Nowadays, Vienna presents itself as a rather compact city, surrounded by a Green Belt and crossed by the Danube, following which we arrive at Bratislava. This presents itself as far less dense than the “Twin City” (which is approximately 4 times more populated with relatively the same surface) and has grown mainly towards the East because of the presence of the Iron Curtain so close to the city centre on the South West, where we find the Petržalka neighbourhood, densely built up on one side of the border and then agricultural landscape on the Austrian side.

The long separation due to the Iron Curtain has still left traces in the landscape and in the memory of the people, but the recent ‘Europeanisation’ process has dimmed the line of the border. It is important, nonetheless, to be aware of the critical historical changes over the past decades as these have still strong impact on the territory and the decision making taking place.

With the entry into the EU the region has lived a major shift from being respectively the periphery of the western or eastern block to being the centre and heart of the new Europe.

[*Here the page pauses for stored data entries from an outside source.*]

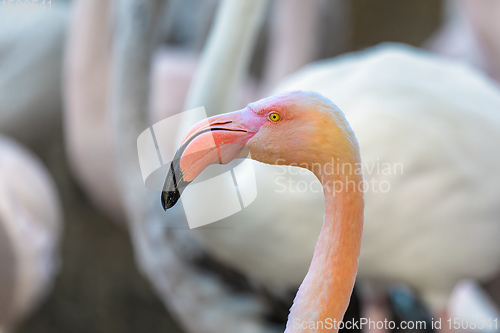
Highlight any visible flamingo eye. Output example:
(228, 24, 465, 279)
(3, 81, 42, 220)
(268, 112, 281, 122)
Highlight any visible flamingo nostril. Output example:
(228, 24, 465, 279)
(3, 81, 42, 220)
(209, 120, 233, 126)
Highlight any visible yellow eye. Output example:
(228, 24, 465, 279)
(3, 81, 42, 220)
(268, 112, 281, 122)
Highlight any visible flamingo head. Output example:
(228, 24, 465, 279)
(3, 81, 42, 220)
(161, 90, 359, 210)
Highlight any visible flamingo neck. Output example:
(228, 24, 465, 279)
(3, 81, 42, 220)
(285, 168, 364, 333)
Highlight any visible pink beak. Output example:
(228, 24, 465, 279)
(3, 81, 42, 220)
(161, 107, 264, 210)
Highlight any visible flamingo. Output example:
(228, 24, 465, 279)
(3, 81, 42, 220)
(273, 44, 500, 311)
(103, 0, 500, 329)
(0, 136, 61, 332)
(162, 90, 364, 332)
(172, 42, 500, 330)
(109, 0, 500, 328)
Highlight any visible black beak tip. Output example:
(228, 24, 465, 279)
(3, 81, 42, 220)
(161, 190, 180, 210)
(161, 191, 168, 211)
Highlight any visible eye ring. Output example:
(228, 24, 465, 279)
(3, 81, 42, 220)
(268, 112, 281, 122)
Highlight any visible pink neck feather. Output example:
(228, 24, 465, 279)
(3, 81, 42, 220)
(285, 170, 364, 333)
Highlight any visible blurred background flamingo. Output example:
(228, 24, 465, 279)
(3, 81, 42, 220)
(0, 136, 62, 333)
(428, 0, 500, 84)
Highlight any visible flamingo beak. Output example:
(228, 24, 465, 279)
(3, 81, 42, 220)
(161, 108, 264, 210)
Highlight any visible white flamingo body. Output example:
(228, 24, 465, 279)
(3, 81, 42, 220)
(193, 44, 500, 310)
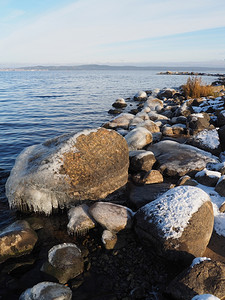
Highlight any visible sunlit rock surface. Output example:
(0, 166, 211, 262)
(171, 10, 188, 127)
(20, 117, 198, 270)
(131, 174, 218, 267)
(6, 128, 129, 214)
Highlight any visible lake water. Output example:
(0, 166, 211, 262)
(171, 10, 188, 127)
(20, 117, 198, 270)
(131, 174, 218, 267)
(0, 68, 224, 228)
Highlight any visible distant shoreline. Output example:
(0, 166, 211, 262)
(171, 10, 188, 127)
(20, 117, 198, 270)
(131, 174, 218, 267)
(1, 64, 225, 72)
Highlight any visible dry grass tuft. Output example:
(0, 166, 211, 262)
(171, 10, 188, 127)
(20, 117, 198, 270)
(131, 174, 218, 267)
(182, 77, 216, 98)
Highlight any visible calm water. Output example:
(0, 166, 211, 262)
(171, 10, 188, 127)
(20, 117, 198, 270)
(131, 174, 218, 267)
(0, 68, 224, 228)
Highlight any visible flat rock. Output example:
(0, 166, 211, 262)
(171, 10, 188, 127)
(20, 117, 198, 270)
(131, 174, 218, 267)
(0, 220, 38, 263)
(6, 128, 129, 214)
(103, 113, 134, 129)
(148, 140, 219, 177)
(166, 260, 225, 300)
(19, 281, 72, 300)
(128, 182, 172, 209)
(135, 186, 214, 261)
(89, 202, 133, 233)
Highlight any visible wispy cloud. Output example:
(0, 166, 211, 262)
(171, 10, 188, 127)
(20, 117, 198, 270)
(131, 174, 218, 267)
(0, 0, 225, 64)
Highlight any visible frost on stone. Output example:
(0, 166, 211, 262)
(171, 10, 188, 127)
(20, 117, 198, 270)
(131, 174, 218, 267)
(19, 281, 72, 300)
(5, 128, 98, 214)
(190, 257, 211, 268)
(141, 186, 211, 240)
(194, 129, 220, 150)
(195, 168, 221, 179)
(125, 127, 152, 150)
(191, 295, 220, 300)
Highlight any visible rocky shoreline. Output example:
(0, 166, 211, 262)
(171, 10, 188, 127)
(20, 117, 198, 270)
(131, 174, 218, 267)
(1, 81, 225, 299)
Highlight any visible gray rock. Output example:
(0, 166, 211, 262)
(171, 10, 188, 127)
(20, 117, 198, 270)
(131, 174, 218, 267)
(19, 281, 72, 300)
(129, 150, 156, 172)
(41, 243, 84, 284)
(89, 202, 133, 233)
(6, 128, 129, 214)
(134, 91, 147, 101)
(112, 98, 127, 108)
(148, 140, 219, 177)
(0, 220, 38, 263)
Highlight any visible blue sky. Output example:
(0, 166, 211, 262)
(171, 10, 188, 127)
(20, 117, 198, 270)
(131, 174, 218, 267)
(0, 0, 225, 67)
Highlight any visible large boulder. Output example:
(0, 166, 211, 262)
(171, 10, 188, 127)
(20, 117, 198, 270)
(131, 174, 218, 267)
(166, 260, 225, 300)
(135, 186, 214, 261)
(0, 220, 38, 263)
(19, 281, 72, 300)
(6, 128, 129, 214)
(147, 140, 219, 177)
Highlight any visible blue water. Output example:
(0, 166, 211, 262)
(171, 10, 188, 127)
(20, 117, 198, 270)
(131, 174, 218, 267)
(0, 68, 224, 228)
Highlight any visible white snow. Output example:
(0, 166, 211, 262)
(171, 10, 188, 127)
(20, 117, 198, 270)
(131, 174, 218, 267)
(194, 129, 220, 150)
(191, 295, 220, 300)
(191, 113, 204, 119)
(195, 168, 221, 179)
(141, 186, 211, 240)
(190, 257, 211, 268)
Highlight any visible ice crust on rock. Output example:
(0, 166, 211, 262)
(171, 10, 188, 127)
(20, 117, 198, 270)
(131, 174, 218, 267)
(194, 129, 220, 150)
(48, 243, 81, 268)
(190, 257, 211, 268)
(5, 129, 98, 214)
(192, 295, 220, 300)
(141, 186, 211, 240)
(195, 169, 221, 179)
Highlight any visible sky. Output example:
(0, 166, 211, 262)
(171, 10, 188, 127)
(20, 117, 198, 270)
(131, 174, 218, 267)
(0, 0, 225, 67)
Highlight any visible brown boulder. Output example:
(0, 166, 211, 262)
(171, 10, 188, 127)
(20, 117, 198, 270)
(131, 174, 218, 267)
(166, 260, 225, 300)
(6, 128, 129, 214)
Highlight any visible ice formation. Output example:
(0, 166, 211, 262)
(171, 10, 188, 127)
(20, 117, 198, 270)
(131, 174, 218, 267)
(191, 295, 220, 300)
(141, 186, 211, 239)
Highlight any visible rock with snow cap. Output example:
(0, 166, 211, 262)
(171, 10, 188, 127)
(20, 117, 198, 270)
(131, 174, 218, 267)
(103, 113, 134, 129)
(101, 230, 118, 250)
(89, 202, 134, 233)
(67, 204, 96, 236)
(129, 150, 156, 172)
(19, 281, 72, 300)
(136, 119, 160, 133)
(148, 111, 169, 122)
(125, 127, 153, 150)
(166, 260, 225, 300)
(6, 127, 129, 214)
(41, 243, 84, 283)
(147, 140, 219, 177)
(134, 91, 147, 101)
(135, 186, 214, 261)
(195, 168, 221, 187)
(112, 98, 127, 108)
(157, 88, 177, 100)
(0, 220, 38, 263)
(144, 97, 163, 112)
(187, 113, 211, 134)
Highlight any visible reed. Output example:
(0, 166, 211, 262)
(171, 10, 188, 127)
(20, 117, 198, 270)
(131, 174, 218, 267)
(182, 77, 215, 98)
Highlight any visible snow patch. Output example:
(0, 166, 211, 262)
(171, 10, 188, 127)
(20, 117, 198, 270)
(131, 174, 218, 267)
(194, 129, 220, 150)
(195, 168, 221, 179)
(190, 257, 211, 268)
(141, 186, 210, 240)
(192, 295, 220, 300)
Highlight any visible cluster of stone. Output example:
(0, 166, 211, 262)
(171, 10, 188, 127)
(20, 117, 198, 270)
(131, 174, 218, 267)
(3, 84, 225, 299)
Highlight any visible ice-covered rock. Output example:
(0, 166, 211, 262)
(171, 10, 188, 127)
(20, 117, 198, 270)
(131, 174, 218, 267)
(19, 281, 72, 300)
(135, 186, 214, 260)
(157, 88, 176, 100)
(148, 111, 169, 121)
(41, 243, 84, 283)
(125, 127, 153, 150)
(190, 257, 211, 268)
(166, 260, 225, 300)
(89, 202, 134, 233)
(6, 128, 129, 214)
(67, 204, 96, 236)
(103, 113, 134, 129)
(0, 220, 38, 263)
(144, 97, 163, 112)
(192, 295, 220, 300)
(187, 112, 211, 134)
(136, 119, 160, 133)
(112, 98, 127, 108)
(102, 230, 118, 250)
(148, 140, 219, 177)
(134, 91, 147, 101)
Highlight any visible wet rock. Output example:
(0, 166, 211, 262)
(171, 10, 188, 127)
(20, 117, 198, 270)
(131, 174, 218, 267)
(112, 98, 127, 108)
(0, 220, 38, 263)
(142, 170, 163, 184)
(128, 182, 172, 209)
(125, 127, 153, 150)
(166, 260, 225, 300)
(148, 140, 219, 177)
(6, 128, 129, 214)
(134, 91, 147, 101)
(102, 230, 118, 250)
(19, 281, 72, 300)
(89, 202, 133, 233)
(195, 168, 221, 187)
(67, 204, 96, 236)
(135, 186, 214, 261)
(129, 150, 156, 172)
(41, 243, 84, 284)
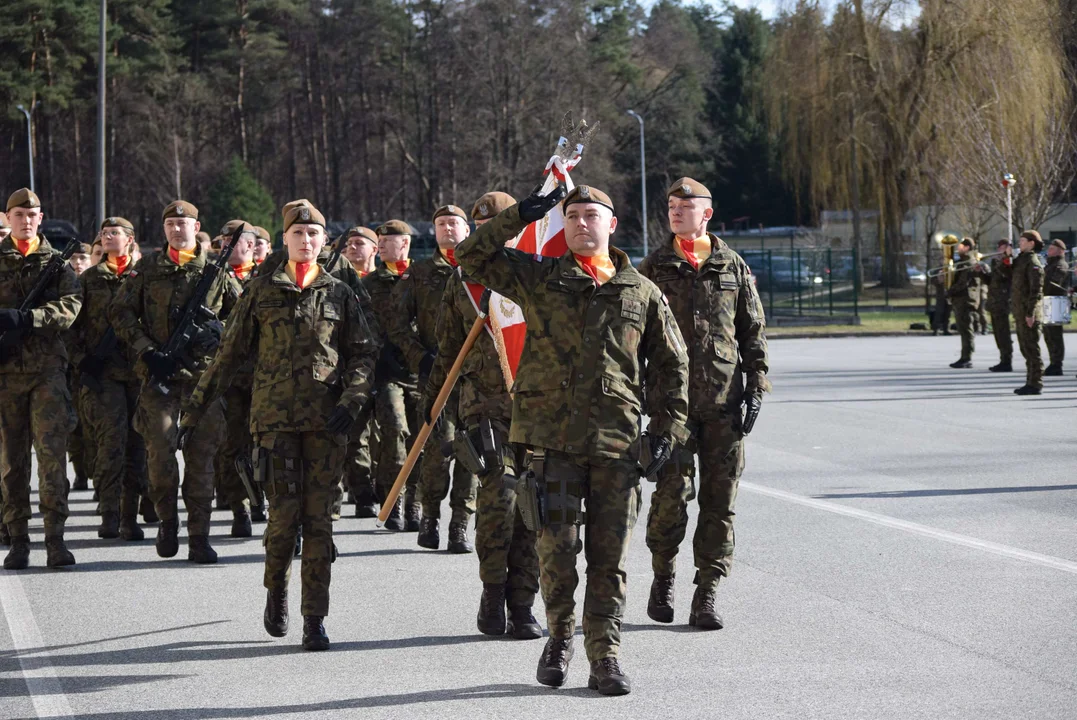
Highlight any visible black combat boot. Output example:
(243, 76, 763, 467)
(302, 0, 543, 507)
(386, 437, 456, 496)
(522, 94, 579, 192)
(383, 499, 405, 532)
(156, 518, 179, 558)
(688, 583, 724, 630)
(0, 523, 10, 546)
(45, 536, 76, 568)
(3, 535, 30, 570)
(647, 574, 676, 623)
(141, 496, 159, 524)
(119, 493, 144, 541)
(588, 657, 632, 696)
(1045, 364, 1063, 376)
(536, 637, 574, 687)
(188, 535, 218, 564)
(476, 583, 507, 635)
(264, 587, 289, 637)
(215, 492, 227, 510)
(989, 361, 1013, 372)
(404, 502, 422, 532)
(231, 508, 253, 538)
(949, 358, 972, 369)
(97, 511, 120, 539)
(447, 521, 474, 554)
(251, 505, 267, 523)
(354, 488, 378, 519)
(302, 616, 330, 651)
(507, 606, 542, 640)
(72, 474, 89, 491)
(417, 517, 440, 549)
(1014, 385, 1042, 395)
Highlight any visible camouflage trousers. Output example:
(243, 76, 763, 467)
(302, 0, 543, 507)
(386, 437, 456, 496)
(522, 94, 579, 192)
(68, 372, 93, 482)
(475, 424, 538, 608)
(954, 302, 975, 360)
(0, 371, 76, 536)
(344, 405, 376, 504)
(647, 412, 743, 588)
(79, 378, 147, 516)
(372, 381, 420, 504)
(258, 431, 346, 617)
(538, 450, 640, 662)
(990, 310, 1012, 363)
(1044, 324, 1065, 367)
(214, 385, 254, 511)
(134, 383, 224, 536)
(419, 389, 477, 523)
(1015, 320, 1044, 388)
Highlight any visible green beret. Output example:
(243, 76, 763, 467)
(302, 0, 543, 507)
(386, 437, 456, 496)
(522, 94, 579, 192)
(471, 192, 516, 221)
(562, 185, 614, 213)
(1051, 238, 1067, 250)
(101, 216, 134, 233)
(163, 200, 199, 221)
(253, 226, 271, 242)
(1021, 230, 1044, 251)
(347, 226, 378, 244)
(220, 219, 254, 237)
(376, 219, 413, 237)
(432, 205, 468, 223)
(283, 201, 326, 232)
(7, 188, 41, 212)
(667, 177, 711, 200)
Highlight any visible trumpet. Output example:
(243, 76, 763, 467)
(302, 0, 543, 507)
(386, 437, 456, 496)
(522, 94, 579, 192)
(925, 250, 1006, 279)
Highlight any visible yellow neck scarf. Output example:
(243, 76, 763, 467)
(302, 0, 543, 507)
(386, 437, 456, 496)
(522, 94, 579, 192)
(385, 258, 411, 276)
(231, 261, 255, 281)
(168, 246, 197, 266)
(574, 252, 617, 285)
(673, 235, 712, 270)
(286, 260, 321, 289)
(15, 236, 40, 257)
(106, 253, 130, 276)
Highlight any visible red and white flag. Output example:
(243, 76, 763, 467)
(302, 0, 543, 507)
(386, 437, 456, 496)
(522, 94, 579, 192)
(464, 152, 579, 388)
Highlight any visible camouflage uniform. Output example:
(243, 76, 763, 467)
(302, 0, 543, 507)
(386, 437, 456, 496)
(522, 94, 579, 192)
(361, 266, 421, 515)
(640, 235, 769, 592)
(1011, 250, 1045, 389)
(108, 243, 235, 542)
(390, 251, 477, 525)
(214, 267, 256, 516)
(946, 255, 983, 361)
(1042, 255, 1069, 369)
(426, 269, 539, 607)
(986, 255, 1013, 364)
(455, 204, 690, 662)
(0, 235, 82, 540)
(69, 260, 148, 529)
(185, 263, 377, 617)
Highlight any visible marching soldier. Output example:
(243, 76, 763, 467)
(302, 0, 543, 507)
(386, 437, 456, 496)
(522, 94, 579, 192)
(90, 237, 106, 266)
(946, 238, 981, 368)
(0, 189, 83, 570)
(425, 190, 542, 637)
(109, 200, 233, 563)
(1012, 230, 1046, 395)
(456, 184, 690, 696)
(987, 239, 1014, 372)
(342, 226, 378, 277)
(252, 227, 271, 265)
(641, 178, 769, 631)
(1043, 239, 1069, 376)
(362, 221, 423, 531)
(70, 217, 148, 540)
(182, 199, 377, 651)
(391, 204, 478, 553)
(66, 242, 95, 493)
(69, 242, 94, 276)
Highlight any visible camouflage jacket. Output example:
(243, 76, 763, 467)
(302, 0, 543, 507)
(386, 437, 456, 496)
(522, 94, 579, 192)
(69, 261, 137, 383)
(223, 265, 257, 390)
(362, 265, 417, 386)
(108, 243, 238, 385)
(639, 235, 770, 417)
(455, 204, 690, 459)
(0, 235, 83, 374)
(986, 256, 1012, 313)
(425, 270, 512, 425)
(185, 263, 377, 434)
(946, 255, 983, 308)
(1011, 251, 1045, 320)
(1044, 256, 1070, 297)
(389, 251, 455, 374)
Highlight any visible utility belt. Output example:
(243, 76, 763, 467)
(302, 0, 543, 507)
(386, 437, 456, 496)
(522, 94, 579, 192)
(252, 446, 303, 500)
(509, 449, 586, 532)
(450, 418, 506, 483)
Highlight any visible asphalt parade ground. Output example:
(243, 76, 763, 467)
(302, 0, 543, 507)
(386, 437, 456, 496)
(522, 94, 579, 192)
(1, 335, 1076, 719)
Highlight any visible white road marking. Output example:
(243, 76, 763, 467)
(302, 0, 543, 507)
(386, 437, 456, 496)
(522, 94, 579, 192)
(0, 573, 73, 718)
(741, 481, 1077, 575)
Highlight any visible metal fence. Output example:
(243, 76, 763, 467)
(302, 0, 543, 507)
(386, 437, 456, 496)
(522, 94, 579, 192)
(738, 248, 863, 319)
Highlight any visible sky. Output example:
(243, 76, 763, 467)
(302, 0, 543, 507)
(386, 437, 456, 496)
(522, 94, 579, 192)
(727, 0, 779, 18)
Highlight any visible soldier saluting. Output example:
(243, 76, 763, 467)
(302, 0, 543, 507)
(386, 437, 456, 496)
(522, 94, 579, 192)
(456, 184, 689, 696)
(641, 178, 770, 630)
(182, 200, 377, 651)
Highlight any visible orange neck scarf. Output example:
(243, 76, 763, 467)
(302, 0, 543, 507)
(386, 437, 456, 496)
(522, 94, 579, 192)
(574, 253, 617, 285)
(385, 258, 411, 276)
(168, 245, 197, 266)
(106, 253, 130, 276)
(287, 260, 321, 289)
(15, 236, 39, 257)
(440, 247, 458, 267)
(673, 235, 712, 271)
(231, 261, 255, 281)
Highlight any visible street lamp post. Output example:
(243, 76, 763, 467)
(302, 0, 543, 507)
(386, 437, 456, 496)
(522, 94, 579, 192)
(96, 0, 108, 229)
(1002, 172, 1016, 242)
(15, 103, 39, 192)
(625, 109, 647, 256)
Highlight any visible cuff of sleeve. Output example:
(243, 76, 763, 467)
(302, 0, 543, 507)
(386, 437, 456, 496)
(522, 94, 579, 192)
(650, 416, 690, 446)
(29, 309, 43, 328)
(131, 337, 155, 357)
(746, 372, 771, 395)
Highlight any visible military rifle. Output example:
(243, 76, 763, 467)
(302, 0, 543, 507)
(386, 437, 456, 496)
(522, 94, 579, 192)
(322, 232, 347, 271)
(147, 224, 245, 395)
(0, 235, 79, 364)
(79, 327, 118, 393)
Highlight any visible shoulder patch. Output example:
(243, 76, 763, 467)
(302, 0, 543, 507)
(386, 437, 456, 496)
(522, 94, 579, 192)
(128, 270, 138, 278)
(401, 272, 410, 280)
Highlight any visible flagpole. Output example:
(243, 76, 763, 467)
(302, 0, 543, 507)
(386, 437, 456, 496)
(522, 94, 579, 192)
(626, 109, 647, 257)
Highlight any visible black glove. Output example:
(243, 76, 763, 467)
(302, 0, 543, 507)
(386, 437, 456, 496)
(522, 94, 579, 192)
(518, 182, 568, 224)
(741, 394, 762, 435)
(419, 352, 436, 381)
(0, 309, 31, 331)
(142, 350, 178, 381)
(422, 396, 438, 427)
(642, 434, 673, 478)
(78, 355, 106, 378)
(177, 423, 194, 451)
(192, 318, 223, 354)
(326, 405, 355, 435)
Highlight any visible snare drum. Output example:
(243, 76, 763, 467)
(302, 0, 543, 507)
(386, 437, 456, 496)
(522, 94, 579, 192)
(1042, 296, 1072, 325)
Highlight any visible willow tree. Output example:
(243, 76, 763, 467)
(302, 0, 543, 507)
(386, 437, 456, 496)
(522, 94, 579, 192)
(766, 0, 1064, 287)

This condition if also experienced on a daily level by the inhabitants, as it is becoming more common to live in one country and work in the other. There are in fact approximately 1.000 daily cross-border commuters (ESPON, 2010), meaning that although the system is polarised by the two capitals, also the in-between urban subsystem has gained much more importance. A counter effect of this phenomenon is that the area between the two cities also presents problems of land speculation as there has been sometimes a very fast pace of construction, especially for suburban family houses, and particularly on the Austrian side. Moreover, there has been often the phenomenon that owners of building areas would just wait for the land value to rise (Schremmer, 2003).

The buffer zone of what used to be the Iron Curtain is still evident, both physically as the border runs through agricultural fields where there is very low density, and mentally, as the division is still in the mind of many people (Haccou, 2010).